There's never a time when a group of people have won their rights by graciously accepting steps backward as "progress." We didn't fight and win the Revolutionary War through negotiation and compromise. We didn't free the slaves by slowly electing presidents who said, "well, hold on now guys, these southerners have some valid points here—it's too much too soon." We didn't win civil rights for African Americans by having the White House support briefs in favor of Jim Crow laws.
The only way we'll see gay marriage nationwide in our useful lifetimes is through a decision in the Supreme Court. That's it. South Carolina isn't going to slowly warm up to it. Alabama isn't going to slowly warm up to it. Their hands need to be forced. And eventually, after a few years of gays being allowed to marry, they'll grow to accept the idea as inevitable and realize its not so scary after all. That's precisely how civil rights were won in the south—through the courts.

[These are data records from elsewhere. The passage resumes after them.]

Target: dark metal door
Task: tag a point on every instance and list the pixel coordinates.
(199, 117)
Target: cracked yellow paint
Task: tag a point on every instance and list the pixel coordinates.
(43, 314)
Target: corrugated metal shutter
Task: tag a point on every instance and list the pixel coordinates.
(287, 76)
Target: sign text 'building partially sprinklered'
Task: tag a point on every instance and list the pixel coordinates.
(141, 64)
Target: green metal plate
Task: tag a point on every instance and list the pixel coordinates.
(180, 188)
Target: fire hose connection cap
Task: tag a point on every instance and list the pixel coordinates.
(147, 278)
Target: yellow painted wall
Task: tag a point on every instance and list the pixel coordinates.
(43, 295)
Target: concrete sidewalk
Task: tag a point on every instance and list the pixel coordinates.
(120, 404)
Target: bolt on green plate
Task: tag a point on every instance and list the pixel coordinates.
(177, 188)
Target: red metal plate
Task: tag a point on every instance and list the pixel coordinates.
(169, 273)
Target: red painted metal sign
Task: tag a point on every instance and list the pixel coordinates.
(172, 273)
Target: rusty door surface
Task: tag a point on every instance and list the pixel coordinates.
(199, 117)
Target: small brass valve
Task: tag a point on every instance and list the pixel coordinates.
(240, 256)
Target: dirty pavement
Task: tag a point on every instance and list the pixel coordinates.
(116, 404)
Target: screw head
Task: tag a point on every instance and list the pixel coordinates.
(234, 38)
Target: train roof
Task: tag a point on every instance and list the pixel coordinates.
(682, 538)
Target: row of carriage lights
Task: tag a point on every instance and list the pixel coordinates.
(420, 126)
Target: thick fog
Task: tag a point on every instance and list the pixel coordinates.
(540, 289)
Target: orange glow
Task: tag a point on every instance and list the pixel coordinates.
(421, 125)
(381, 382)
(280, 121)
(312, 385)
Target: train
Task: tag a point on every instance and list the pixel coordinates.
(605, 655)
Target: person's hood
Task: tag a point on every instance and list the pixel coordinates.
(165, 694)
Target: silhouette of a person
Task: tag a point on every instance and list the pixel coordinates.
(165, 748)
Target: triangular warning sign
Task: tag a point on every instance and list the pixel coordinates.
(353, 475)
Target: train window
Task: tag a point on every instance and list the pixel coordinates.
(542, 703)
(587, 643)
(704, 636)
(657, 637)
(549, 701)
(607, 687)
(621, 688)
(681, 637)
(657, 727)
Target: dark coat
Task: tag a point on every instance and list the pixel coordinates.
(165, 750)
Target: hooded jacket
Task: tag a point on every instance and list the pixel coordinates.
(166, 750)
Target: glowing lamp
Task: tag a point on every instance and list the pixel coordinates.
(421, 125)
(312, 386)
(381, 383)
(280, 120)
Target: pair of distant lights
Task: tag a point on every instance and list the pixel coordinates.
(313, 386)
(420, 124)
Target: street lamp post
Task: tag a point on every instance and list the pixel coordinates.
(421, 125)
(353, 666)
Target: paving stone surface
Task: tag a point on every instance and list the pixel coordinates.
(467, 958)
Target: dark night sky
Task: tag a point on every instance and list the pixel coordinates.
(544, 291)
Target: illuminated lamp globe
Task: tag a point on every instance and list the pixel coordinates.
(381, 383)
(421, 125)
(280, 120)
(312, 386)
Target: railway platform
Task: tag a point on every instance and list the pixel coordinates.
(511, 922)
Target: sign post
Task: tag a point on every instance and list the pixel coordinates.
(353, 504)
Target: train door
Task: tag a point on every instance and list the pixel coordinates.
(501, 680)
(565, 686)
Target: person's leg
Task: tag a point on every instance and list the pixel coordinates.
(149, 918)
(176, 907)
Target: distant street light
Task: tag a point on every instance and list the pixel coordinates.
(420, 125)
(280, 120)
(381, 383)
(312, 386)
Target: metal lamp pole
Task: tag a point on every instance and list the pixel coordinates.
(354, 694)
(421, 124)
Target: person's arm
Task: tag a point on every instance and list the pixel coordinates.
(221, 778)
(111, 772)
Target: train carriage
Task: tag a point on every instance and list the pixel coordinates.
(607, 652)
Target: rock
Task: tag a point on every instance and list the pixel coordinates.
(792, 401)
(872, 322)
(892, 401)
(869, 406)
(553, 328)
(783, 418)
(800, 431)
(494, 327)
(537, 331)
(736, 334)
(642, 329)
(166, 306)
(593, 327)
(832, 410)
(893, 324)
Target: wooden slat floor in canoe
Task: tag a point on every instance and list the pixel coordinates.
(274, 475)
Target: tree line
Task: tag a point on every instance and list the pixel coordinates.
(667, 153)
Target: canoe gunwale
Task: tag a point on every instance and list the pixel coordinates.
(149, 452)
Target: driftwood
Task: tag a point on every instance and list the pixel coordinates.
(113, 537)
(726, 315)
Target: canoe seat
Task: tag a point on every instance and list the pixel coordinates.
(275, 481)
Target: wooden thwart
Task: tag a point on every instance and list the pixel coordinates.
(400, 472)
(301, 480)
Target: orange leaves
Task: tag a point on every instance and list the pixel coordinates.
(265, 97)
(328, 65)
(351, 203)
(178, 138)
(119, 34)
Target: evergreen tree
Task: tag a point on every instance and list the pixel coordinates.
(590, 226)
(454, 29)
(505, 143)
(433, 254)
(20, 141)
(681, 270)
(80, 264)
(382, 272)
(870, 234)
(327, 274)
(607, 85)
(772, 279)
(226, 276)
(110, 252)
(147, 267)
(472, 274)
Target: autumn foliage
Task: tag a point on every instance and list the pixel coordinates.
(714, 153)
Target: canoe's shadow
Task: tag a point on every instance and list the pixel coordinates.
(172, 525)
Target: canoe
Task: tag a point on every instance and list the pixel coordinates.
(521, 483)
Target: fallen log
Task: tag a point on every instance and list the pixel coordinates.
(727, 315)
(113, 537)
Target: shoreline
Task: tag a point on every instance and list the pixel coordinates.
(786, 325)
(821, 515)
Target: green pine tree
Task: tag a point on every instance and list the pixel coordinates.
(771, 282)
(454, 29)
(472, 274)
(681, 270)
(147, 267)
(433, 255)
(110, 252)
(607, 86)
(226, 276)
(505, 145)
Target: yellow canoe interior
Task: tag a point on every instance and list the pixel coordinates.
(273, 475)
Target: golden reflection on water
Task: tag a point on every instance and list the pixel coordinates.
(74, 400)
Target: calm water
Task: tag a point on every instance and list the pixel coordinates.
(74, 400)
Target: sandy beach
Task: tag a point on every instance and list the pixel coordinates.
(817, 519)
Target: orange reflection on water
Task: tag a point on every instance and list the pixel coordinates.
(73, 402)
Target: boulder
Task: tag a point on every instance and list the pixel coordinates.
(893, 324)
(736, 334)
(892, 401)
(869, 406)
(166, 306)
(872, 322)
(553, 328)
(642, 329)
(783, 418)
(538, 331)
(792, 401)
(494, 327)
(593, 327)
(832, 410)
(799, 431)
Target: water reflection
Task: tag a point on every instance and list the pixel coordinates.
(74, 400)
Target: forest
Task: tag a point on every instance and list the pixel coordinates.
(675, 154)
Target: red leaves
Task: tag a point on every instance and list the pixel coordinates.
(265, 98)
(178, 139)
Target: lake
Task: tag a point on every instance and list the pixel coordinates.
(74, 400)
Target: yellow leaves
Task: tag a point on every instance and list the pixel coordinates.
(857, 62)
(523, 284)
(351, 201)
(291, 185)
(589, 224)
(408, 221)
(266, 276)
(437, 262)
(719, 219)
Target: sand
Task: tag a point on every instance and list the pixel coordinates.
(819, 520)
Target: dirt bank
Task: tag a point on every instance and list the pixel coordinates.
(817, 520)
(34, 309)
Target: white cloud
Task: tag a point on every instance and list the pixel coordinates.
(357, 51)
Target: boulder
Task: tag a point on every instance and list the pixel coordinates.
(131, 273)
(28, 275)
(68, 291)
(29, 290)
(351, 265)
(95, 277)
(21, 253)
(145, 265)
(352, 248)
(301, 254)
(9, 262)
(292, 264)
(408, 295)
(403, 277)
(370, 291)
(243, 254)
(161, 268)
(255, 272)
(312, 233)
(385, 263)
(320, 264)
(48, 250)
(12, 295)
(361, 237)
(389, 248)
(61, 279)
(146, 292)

Damnit, rights are only won through fighting for what we believe in, and for way too long, we've simply been allowing ourselves to be used as pawns of the Democratic party and letting them believe that our votes are going to default to them, rather than forcing them to accept that our votes need to be earned. Obama doesn't need to force the Senate to vote on gay marriage tomorrow, but I'll be damned if I'm going to stand by and let him chip away at what we've been trying to build piece by piece for the last couple of decades.
Ever since he took office, Obama has done nothing but allow the football on gay rights to be pushed back further and further for the sole reason of his own political gain.
I call shenanigans on that. Get out your motherin brooms.